Main content area

Monthly Hydrological Indicators to Assess Possible Alterations on Rivers’ Flow Regime

Pumo, Dario, Francipane, Antonio, Cannarozzo, Marcella, Antinoro, Chiara, Noto, Leonardo Valerio
Water resources management 2018 v.32 no.11 pp. 3687-3706
anthropogenic activities, basins, databases, ecosystems, humans, hydrologic models, issues and policy, planning, rivers, stream flow, time series analysis, water management, watersheds, Italy
Assessing potential deviations of the fundamental river basins’ hydrological processes and streamflow characteristics from the “natural trajectory” represents a high-priority objective to understand the biological impact of altered flow regime on river ecosystems. Existing approaches are mainly based on the analysis of daily-based indicators of hydrologic alteration, which requires wide database, including “pre-impact” and “post-impact” daily flow data frequently unavailable. The hydrological modeling is commonly used to face data missing problems or reconstruct natural conditions, even if models, especially at the daily scales, are often complex and computationally intensive. The use of simpler and more parsimonious models results, sometimes, essential for practical applications, also in consideration of the typical scarce availability of some data. This paper proposes an alternative approach for the evaluation of rivers flow regime alterations, based on different monthly hydrological indicators that are first computed and then combined to provide a global index of alteration.

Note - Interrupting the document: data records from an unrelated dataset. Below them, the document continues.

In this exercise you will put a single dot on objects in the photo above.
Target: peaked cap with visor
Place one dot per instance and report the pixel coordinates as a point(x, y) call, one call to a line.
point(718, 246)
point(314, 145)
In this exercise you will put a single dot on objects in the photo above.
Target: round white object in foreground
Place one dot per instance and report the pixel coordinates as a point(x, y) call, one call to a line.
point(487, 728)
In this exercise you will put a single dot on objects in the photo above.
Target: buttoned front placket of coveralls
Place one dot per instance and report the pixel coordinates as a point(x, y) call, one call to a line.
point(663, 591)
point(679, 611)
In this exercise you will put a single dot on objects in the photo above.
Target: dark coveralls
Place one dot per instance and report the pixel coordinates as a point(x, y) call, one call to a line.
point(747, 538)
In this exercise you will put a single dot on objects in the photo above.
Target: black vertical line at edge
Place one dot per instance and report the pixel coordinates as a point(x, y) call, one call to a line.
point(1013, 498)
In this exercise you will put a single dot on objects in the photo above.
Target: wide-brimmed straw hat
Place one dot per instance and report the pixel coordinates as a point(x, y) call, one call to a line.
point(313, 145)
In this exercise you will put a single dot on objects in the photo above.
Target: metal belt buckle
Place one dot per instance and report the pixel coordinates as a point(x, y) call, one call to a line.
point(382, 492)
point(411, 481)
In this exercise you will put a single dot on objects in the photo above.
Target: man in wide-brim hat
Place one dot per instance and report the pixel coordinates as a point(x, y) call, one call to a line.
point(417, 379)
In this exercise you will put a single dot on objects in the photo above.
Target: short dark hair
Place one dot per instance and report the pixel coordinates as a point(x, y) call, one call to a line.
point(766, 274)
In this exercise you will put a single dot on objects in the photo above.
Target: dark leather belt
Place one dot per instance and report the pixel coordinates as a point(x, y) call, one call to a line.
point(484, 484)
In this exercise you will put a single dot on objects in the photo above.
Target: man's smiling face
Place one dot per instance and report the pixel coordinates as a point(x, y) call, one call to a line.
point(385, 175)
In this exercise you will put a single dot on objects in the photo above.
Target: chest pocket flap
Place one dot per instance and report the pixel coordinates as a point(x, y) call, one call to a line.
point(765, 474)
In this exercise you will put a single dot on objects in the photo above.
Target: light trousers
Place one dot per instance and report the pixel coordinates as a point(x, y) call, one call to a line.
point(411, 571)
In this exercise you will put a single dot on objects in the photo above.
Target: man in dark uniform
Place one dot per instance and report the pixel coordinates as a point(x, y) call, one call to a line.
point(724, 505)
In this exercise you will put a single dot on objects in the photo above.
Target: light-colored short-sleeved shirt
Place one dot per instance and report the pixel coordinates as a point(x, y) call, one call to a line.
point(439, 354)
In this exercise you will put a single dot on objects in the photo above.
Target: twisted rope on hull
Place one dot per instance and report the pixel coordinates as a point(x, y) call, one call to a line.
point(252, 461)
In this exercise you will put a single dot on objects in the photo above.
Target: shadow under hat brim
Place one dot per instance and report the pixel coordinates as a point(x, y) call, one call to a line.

The procedure, conceptually derived from the Range of Variability Approach (RVA), is applied and tested on two Sicilian river basins (Italy) subject to anthropogenic influence. Streamflow regime for both the basins results differently disturbed by upstream human pressures. An alteration index is computed using available observations as “post-impact” monthly flow time-series, while time-series relative to “pre-impact” conditions have been reconstructed by the Tri.Mo.Ti.S. model, an innovative monthly and high-performing regional regressive hydrological model. The methodology, easily transferable to other regions, has revealed particularly efficacious in identifying and quantifying the existing human pressures and can be considered as a suitable tool for water resource management and policy planning activities.